La similitud de color capilar, ese tono amarillo nicotina con matices anaranjados según la luz que reciban ambas cabelleras, entre el británico Johnson y el yanqui Trump puede provocar nuestras chanzas; en cambio la similitud que emplean a la hora de negociar proyecta el halo siniestro del matón del barrio. Primero arrean verbalmente como si su lengua fuese un garrote, a partir de ahí pueden rebajar, o no, sus deseos. Pero les gusta pegar de entrada para dejar bien claras las cosas.

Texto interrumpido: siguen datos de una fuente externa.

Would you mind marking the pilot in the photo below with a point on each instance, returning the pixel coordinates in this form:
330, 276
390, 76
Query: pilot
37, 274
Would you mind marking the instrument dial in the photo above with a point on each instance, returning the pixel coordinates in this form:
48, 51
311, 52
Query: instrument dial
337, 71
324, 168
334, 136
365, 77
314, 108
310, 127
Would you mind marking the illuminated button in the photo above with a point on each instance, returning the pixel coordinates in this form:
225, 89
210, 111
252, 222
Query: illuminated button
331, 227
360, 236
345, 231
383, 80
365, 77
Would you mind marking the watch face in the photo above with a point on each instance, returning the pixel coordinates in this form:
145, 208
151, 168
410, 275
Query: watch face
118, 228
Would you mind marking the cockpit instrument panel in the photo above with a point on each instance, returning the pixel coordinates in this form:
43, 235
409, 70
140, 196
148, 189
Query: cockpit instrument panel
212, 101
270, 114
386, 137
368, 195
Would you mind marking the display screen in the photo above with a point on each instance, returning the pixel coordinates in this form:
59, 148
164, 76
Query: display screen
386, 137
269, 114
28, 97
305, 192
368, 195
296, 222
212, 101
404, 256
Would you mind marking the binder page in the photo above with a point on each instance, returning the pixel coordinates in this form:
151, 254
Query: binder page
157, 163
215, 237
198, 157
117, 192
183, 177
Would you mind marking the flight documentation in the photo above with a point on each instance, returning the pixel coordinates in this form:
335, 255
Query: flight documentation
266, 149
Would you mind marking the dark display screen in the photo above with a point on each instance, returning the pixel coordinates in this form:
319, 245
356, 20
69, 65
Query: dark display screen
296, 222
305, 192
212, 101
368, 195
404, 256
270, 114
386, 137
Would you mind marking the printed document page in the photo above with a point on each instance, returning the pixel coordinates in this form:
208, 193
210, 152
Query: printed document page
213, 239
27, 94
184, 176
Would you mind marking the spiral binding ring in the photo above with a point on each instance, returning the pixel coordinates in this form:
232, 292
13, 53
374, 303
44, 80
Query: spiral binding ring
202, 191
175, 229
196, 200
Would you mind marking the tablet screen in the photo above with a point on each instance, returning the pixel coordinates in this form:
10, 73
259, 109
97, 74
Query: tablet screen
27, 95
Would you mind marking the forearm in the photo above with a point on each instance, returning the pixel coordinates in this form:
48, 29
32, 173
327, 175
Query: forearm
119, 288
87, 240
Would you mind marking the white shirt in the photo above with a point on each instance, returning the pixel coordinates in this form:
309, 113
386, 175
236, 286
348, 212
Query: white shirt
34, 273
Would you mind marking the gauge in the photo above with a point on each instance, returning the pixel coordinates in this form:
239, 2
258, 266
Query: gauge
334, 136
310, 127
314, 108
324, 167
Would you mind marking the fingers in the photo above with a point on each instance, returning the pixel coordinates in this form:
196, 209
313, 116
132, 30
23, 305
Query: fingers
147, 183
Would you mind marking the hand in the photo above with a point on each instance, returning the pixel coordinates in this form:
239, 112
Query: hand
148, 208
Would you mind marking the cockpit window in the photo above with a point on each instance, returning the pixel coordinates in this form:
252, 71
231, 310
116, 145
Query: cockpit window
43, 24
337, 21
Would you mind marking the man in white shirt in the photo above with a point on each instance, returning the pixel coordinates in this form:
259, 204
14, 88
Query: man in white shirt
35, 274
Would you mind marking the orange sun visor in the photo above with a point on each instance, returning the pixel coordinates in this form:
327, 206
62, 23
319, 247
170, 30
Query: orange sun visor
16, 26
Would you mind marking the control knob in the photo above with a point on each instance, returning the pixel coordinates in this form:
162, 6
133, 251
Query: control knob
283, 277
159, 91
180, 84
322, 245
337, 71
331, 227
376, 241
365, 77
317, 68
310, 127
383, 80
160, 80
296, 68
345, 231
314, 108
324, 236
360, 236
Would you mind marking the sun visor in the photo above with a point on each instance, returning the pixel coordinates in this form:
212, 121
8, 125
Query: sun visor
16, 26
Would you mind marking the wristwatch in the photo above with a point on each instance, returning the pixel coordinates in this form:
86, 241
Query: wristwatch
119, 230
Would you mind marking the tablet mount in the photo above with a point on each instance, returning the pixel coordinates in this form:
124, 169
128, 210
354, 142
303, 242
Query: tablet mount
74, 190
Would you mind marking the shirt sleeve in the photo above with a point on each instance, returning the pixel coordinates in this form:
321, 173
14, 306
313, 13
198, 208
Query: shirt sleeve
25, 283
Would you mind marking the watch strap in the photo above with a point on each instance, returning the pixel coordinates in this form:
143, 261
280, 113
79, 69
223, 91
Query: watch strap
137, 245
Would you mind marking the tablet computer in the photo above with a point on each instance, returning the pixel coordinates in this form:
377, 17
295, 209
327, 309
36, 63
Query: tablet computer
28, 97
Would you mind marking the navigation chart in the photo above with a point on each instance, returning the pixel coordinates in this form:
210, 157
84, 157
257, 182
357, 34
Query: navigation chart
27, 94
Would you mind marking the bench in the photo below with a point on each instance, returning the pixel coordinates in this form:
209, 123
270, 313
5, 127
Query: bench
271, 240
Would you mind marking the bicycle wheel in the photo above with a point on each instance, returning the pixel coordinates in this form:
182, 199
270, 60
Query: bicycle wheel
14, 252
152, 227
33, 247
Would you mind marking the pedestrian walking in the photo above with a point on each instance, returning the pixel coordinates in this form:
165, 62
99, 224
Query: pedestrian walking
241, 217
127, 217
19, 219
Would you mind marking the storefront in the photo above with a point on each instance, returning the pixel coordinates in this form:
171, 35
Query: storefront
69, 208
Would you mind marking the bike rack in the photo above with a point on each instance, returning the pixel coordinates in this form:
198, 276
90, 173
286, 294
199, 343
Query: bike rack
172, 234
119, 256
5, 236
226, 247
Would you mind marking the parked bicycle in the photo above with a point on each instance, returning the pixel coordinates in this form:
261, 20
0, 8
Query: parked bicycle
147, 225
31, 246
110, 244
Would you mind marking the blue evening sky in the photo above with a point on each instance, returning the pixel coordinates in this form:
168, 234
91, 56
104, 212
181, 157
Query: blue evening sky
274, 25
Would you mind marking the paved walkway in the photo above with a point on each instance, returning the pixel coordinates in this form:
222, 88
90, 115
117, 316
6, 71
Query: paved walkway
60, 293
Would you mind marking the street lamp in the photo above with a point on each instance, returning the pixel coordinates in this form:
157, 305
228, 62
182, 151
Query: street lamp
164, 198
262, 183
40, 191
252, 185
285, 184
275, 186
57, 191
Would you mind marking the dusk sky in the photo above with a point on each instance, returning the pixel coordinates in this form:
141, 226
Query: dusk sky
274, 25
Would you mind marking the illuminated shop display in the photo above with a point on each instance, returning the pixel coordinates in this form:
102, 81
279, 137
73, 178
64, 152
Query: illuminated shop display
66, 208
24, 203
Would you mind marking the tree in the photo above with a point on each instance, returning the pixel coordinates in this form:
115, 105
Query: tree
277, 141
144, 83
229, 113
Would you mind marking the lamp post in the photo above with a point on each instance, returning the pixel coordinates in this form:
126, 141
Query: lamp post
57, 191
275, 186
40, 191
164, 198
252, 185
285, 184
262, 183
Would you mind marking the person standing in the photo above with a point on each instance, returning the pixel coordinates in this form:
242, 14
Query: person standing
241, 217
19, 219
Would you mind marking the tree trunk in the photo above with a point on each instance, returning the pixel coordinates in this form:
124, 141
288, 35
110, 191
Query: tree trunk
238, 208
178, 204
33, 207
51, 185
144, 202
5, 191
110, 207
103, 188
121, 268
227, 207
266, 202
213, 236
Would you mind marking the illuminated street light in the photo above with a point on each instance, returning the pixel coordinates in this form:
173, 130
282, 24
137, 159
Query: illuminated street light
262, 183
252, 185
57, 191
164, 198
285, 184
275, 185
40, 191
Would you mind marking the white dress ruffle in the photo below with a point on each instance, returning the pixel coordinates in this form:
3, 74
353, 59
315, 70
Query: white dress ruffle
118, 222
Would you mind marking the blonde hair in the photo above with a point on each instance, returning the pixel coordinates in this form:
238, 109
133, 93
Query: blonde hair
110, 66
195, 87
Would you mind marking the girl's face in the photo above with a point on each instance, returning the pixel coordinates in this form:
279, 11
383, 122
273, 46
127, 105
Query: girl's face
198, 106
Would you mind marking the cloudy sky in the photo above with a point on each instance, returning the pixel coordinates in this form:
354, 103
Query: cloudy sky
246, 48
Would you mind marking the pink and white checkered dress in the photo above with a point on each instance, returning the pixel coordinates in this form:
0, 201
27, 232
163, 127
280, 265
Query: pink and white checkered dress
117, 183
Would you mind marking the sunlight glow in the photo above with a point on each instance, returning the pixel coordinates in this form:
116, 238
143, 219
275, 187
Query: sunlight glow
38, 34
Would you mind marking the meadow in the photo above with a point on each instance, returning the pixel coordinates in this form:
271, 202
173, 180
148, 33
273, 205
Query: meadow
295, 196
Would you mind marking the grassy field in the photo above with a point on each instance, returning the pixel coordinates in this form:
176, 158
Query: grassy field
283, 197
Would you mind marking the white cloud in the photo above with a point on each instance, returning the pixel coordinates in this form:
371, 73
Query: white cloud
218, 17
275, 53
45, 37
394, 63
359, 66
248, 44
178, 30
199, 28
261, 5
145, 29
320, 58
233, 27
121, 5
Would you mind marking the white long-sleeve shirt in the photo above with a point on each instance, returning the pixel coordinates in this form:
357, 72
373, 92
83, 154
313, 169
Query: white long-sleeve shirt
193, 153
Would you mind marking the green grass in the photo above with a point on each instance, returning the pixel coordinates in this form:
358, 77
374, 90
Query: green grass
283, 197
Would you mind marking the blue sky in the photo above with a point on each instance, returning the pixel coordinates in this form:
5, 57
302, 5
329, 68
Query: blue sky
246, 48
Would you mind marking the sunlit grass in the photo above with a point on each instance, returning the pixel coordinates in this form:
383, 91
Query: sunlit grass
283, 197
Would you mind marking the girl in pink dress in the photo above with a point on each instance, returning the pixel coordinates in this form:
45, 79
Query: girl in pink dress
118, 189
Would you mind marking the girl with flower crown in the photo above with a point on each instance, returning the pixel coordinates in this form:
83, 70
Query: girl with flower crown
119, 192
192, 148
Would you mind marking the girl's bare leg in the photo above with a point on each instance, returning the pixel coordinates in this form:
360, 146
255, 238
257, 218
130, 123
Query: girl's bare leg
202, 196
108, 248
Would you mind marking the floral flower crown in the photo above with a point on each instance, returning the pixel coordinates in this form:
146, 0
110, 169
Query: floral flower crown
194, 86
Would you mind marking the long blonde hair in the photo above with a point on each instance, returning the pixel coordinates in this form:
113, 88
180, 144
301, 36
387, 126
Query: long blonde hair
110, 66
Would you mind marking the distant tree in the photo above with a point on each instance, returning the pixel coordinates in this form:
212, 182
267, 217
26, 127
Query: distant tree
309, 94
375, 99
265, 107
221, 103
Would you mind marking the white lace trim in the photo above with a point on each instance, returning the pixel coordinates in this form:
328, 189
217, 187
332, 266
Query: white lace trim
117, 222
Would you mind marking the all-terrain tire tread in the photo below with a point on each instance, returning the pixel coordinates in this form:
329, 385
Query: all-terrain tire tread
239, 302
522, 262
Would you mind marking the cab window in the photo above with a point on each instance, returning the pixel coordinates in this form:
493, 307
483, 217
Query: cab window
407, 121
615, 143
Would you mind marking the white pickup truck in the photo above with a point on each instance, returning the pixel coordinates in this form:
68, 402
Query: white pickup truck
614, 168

De todas formas, descubrir nuestro papel de comparsa en el psicodrama que se gesta, incluso en vacaciones me desplaza hacia la melancolía. Johnson, buscando su cacho, su hueco, su éxito, su brexit de todo por la cara, se reunió con Merkel y luego con Macron. Esas son sus prioridades porque estos dos representan el pensamiento europeo. El blondo terrible por supuesto no ha prestado atención a lo que pueda opinar la España de Sánchez en funciones, pero tampoco ha mostrado interés por lo que diga la Italia en eterna crisis política. No somos sino los sureños emparentados con los africanos, enganchados a las corrupciones y a otros vicios aunque en tierras del sur, más allá del bunga-bunga y alguna que otra fechoría, nunca han aparecido ministros muertos travestidos de vedettes con la soga al cuello mientras practicaban asfixia sexual y resto de extravagancias libidinosas tan apreciadas en el antiguo imperio británico. Johnson sabe dónde acudir para conseguir su plan y nosotros, pese a la enorme potencia industrial de Italia y España, no contamos. Por otra parte, tampoco nuestros líderes se quejan. Bastante tiene Sánchez con lograr la presidencia y los italianos con el bravucón Salvini no creo que estén para fiestas allende los Alpes. Aún así, el papel de extra fastidia en esta Europa donde sólo dos cortan el bacalao.